Hi and welcome to the first post on the Building a Modern Lakehouse Data Warehouse
series. As you can see in the video [here] we will be building a modern data warehouse using Azure Synapse Analytics with a Lake House strategy.
Today we will be focusing on moving your data from your database to the lake dynamically and in a folder structure.
Building a dynamic pipeline
Using the integration hub in Azure Synapse Studio we can build a single pipeline which can handle all the copy activities using metadata queries from our source database. For this example, we will be using an Azure SQL Database, however you can also do this for other RDBMS (relational database management systems) and on premises sources. There are some catches to building this for other RDBMS and on premises sources, however the framework we will be showing you can remain the same.
Our pipeline will consist of three main components, a Lookup Activity (or script task) to fetch our table list, a foreach loop, to loop through the metadata and a Copy Task inside the foreach loop to dynamically copy our data.
Setting up the Lookup Activity
With the lookup we will be fetching the list of tables and schemas to loop over, we will also use a dataset (Query or Table) that uses a linked service (sort of a connection string).
Let’s start by adding ia lookup task, which you can find under the general tab in the activities of a new pipeline.
Click on settings, which is where we will configure the source dataset that the lookup will use to output a JSON (JavaScript Object Notation) result set in the pipeline.
In our case we will use an Azure SQL DB as source, so we will create a new dataset based on an Azure SQL DB linked service.
First, we will name our dataset to something generic because we will reuse the same dataset for all further actions in our pipeline.
The next item we need to configure is the linked service. This is where the first dynamic part will come into play. A linked service can point to one specific server, or you can use the linked service for all your azure SQL DB connection by parameterizing the connection string.
Start off by creating two parameters on the linked service level named “logicalservername” and “databasename“. You can find that at the bottom of the Edit Linked Service Tab. Choose string ast he type and leave the default value blank.
After specifying the parameters, move to the top of tab and change the account selection method to enter manually (instead of from azure subscription) and add dynamic content.
Create and Add a parameter for the logical server name repeat same steps to create a database name parameter. This will allow us to drive the connection string from metadata as well and allows us to reuse this pipeline for various Azure SQL DB sources.
If we look at the authentication method, we have chosen to use the system managed identity. This means that we will need to add the managed identity of the synapse workspace (automatically created for each workspace) as a user to the Azure SQL DB with sufficient rights to read system tables and read from all the tables we want to copy to the lake.
When we hit the create button, hit the OK button on the next screen and our dataset and linked service will be created.
After creating the dataset, open it up again as we need to pass through the parameters we have for the linked service to the actual pipeline.
Create two dataset scoped parameters (under the parameters tab)
and add them to linked service properties dynamic content.

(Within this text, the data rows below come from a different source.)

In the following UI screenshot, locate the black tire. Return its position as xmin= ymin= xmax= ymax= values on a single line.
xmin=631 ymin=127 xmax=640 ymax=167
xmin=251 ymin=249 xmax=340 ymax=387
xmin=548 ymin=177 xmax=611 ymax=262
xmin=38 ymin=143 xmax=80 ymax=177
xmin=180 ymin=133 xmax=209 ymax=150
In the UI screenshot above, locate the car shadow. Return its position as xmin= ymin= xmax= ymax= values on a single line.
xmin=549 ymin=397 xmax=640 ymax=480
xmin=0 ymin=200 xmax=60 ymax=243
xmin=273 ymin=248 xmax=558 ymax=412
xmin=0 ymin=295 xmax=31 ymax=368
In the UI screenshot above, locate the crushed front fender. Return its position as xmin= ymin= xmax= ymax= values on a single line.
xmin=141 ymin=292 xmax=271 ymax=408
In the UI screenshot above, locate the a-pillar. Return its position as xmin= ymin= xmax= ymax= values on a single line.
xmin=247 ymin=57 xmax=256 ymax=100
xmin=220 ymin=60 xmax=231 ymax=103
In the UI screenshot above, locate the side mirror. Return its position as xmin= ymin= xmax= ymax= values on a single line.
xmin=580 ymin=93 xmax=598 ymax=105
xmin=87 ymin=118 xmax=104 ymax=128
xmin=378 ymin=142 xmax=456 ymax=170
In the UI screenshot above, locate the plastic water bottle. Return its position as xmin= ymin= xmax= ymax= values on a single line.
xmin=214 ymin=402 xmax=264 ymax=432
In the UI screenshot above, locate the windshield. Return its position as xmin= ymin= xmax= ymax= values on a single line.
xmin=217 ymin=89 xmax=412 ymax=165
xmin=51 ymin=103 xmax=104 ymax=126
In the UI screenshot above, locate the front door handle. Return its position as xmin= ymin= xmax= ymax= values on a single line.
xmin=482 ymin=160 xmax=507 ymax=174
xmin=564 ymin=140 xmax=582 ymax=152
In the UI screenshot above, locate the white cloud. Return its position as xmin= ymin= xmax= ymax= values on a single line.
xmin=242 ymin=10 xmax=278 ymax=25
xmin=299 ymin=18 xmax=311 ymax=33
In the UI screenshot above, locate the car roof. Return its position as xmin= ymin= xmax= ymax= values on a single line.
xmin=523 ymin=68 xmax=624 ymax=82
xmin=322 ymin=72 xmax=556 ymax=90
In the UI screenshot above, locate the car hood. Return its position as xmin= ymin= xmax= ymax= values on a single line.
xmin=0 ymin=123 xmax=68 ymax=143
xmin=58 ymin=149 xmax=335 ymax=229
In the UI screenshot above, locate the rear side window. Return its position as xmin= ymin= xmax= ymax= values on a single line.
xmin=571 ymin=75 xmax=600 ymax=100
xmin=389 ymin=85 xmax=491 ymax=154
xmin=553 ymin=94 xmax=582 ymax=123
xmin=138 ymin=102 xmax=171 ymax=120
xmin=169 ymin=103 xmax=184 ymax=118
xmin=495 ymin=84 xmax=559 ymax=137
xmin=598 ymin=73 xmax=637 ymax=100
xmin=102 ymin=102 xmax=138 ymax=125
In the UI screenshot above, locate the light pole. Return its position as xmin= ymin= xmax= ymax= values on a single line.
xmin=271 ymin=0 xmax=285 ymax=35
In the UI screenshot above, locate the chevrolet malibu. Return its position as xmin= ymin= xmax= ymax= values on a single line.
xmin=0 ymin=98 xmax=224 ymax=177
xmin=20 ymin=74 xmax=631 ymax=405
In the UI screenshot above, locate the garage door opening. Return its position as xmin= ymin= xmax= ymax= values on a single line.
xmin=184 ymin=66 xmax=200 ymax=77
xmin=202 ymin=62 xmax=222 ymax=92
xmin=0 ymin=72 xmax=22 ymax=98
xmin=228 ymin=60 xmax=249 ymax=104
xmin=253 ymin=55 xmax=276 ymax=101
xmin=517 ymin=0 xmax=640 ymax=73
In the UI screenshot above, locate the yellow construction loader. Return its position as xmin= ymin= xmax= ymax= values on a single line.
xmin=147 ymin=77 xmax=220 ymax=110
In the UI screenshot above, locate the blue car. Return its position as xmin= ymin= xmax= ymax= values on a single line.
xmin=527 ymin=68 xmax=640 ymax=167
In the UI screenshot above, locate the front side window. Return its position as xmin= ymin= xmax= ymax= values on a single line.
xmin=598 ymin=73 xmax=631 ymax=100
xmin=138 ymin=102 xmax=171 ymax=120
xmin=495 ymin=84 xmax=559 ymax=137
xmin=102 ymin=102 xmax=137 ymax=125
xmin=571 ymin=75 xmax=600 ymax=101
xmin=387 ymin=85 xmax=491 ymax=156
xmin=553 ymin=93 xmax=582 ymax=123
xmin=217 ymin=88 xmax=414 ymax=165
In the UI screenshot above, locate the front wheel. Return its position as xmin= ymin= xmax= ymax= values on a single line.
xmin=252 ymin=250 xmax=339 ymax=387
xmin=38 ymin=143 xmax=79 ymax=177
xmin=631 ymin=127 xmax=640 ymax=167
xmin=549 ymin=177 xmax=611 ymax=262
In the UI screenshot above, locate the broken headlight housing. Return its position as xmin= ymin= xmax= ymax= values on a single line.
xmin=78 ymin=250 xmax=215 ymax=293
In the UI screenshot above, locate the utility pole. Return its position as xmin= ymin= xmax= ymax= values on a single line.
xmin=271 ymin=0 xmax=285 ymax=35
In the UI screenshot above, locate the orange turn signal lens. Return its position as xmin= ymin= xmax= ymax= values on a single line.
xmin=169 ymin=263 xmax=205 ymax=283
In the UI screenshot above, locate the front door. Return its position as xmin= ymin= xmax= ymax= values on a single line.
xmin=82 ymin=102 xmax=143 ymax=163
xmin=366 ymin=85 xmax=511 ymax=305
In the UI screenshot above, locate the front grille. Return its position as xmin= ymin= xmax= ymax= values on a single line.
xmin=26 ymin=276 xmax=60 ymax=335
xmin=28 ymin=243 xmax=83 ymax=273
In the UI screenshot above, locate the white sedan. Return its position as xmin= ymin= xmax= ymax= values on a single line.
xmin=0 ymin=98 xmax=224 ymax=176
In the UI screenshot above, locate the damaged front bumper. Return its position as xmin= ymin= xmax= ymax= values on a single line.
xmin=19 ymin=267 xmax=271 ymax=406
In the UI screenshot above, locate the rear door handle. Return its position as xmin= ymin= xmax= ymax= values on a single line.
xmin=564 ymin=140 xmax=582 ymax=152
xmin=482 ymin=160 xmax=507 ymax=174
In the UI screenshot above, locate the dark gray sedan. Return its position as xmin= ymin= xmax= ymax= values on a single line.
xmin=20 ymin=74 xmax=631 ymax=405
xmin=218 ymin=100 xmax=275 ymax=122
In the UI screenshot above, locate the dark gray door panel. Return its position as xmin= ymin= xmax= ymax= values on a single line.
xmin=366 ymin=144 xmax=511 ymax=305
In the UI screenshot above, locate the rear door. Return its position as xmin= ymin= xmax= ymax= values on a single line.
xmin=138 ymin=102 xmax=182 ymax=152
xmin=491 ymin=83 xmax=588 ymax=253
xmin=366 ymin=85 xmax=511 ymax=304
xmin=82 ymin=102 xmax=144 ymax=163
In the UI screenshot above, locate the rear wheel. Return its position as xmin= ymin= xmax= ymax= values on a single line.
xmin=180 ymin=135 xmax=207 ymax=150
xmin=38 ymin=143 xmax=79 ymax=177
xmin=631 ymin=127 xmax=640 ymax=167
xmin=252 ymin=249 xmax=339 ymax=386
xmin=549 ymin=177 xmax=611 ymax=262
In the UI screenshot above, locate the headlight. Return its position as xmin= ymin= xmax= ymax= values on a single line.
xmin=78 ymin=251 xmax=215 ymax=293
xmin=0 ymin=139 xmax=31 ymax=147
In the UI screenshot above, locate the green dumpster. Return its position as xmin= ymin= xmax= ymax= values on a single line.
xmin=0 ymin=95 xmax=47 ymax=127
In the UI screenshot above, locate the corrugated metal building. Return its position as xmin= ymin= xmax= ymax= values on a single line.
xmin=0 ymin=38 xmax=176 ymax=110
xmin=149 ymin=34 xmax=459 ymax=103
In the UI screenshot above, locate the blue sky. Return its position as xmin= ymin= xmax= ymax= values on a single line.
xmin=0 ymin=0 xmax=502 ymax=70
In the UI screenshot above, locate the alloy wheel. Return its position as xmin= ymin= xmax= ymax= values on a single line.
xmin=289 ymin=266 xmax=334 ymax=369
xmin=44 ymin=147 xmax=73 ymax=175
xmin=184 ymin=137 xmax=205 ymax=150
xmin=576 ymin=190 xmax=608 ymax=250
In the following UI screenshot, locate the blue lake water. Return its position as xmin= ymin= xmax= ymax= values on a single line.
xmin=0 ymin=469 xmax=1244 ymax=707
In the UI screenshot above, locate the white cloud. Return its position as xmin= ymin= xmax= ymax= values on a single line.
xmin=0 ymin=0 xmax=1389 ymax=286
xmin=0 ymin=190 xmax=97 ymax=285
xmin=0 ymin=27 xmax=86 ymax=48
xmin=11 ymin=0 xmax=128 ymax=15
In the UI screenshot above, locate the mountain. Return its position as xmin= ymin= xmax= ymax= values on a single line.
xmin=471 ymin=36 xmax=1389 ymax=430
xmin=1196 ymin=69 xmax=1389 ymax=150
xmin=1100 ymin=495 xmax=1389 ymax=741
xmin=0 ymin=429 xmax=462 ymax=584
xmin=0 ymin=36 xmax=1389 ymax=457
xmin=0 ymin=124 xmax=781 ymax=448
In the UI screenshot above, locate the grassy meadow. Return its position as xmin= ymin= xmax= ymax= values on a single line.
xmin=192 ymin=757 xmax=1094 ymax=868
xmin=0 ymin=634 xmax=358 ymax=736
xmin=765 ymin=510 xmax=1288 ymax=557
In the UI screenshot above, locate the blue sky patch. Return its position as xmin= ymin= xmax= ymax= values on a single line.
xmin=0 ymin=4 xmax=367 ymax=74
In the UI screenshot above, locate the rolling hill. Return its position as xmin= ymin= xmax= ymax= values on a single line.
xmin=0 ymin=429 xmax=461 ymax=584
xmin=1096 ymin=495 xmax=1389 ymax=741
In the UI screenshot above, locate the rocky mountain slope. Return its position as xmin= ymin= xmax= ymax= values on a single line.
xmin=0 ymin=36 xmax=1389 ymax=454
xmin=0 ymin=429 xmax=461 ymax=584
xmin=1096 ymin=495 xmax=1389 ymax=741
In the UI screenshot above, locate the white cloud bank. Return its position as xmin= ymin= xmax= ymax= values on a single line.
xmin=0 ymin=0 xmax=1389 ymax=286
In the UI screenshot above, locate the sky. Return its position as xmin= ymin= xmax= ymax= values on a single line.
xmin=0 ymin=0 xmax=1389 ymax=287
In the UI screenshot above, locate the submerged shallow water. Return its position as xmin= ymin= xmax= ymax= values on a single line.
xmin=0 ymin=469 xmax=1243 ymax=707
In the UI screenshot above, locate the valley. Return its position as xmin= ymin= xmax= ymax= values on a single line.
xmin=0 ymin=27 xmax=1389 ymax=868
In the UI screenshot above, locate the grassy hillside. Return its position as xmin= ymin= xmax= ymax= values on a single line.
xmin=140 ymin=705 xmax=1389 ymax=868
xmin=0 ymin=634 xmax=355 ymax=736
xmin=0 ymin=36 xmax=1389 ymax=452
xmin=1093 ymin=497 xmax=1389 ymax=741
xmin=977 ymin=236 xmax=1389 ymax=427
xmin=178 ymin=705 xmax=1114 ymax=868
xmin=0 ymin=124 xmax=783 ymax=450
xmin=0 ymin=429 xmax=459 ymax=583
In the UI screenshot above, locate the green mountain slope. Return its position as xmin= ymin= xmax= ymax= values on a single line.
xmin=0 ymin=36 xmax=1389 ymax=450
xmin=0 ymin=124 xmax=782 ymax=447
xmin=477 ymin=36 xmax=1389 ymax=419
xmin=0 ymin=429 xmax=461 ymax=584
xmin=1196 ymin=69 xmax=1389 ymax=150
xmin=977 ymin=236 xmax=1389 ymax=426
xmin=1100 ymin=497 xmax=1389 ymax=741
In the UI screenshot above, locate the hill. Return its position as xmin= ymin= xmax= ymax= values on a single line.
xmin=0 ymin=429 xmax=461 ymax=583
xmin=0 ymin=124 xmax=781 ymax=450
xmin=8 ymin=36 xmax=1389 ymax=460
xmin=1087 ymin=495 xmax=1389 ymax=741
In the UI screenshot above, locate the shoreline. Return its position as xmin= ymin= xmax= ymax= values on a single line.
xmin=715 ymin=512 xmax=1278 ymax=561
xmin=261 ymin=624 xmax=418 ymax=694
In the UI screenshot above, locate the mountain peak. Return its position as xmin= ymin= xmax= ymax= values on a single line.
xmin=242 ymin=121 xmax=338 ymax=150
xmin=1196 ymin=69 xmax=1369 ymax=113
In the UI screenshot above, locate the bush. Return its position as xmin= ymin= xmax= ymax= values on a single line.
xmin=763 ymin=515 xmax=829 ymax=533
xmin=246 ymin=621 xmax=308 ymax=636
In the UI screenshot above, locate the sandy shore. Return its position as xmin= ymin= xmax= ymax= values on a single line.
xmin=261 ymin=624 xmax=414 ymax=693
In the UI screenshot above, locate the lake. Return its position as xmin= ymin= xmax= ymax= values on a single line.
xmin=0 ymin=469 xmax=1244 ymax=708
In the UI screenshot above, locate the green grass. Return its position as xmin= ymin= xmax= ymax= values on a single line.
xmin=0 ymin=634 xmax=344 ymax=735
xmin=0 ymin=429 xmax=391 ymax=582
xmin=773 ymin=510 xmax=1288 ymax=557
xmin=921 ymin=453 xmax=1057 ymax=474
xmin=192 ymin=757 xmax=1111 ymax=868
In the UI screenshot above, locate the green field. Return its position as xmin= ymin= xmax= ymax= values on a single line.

After altering the dataset go back to the pipeline and add two pipeline-based parameters (click anywhere in the pipeline except on an activity and you will see a tab with parameters).
Add these to the dataset properties
As we are going to fetch all tables, we will not use a single table dataset, so we change this to a query. We will use sys.tables to fetch all schemas and tables of the Azure SQL DB.
After adding this, debug your pipeline and you should see the following output from the lookup activity.
Setting up the foreach loop
Now that we have the lookup activity set up, we need to use the output of this activity in a foreach loop, in the activities pane click on iterations and conditionals and drag in a foreach loop. Link the lookup to the foreach loop by dragging the green arrow there.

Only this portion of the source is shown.